Ask yourself, why am I doing this? And how do I want to this?
Decluttering experts agree on a range of what they call the essential principles of decluttering.
Here are a few of those principles.
Read more: How I decluttered my life and my belongings
- Decide what you want your space to be
Instead of cleaning little but little, author Marie Kondo writes that to tidy up with success, you should do it in one massive purge. But before you do, spend some time thinking about what you want to do with your space and why. Once you get down to the bottom of why you want to clean up your space, you’ll be more focused and ready to get in and direct the way you want your space to look.
Read more: Decluttering your house can change your life
2. If it doesn’t make you ‘spark with joy’, don’t keep it
One of Marie Kondo’s principles is to only keep things that give you a “spark of joy”. Start with your clothes. Kondo suggests sorting clothes by laying them on the ground and ask yourself “does this give me a spark of joy?” If the answer is no, then donate it. If the answer is yes, well you should keep it.
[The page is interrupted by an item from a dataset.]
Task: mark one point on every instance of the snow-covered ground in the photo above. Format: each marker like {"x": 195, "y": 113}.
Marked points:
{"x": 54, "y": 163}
This simple trick will help you select an outfit you love quicker, and you’ll relish opening your closet every day! What about the rest of your home? While Kondo has specific processes for dealing with each area of your home, the ultimate question still remains whether something sparks joy.
3. Everything needs to have a place
In her book Tidying Up, Kondo’s wisdom isn’t so much about organising. It focuses more on making a place for each of the items you are left with and love. Using your purse as an example, Kondo suggests emptying it at the end of each day and putting every item in a designated place. While it seems counterproductive to do this, the author points out that many of us forget what’s in our purses and destroy them by stuffing them full.
4. Don’t fear the 12 month rule
Fellow author Maria Jackson tells us not to fear the 12-month rule of decluttering. She says if you haven’t used something in the last 12 months, you’re not likely to need it in the near future. “I know there are a few of you who will whine that the moment you throw it away you will need it,” she says. “But chances are slim to none. So toss it.”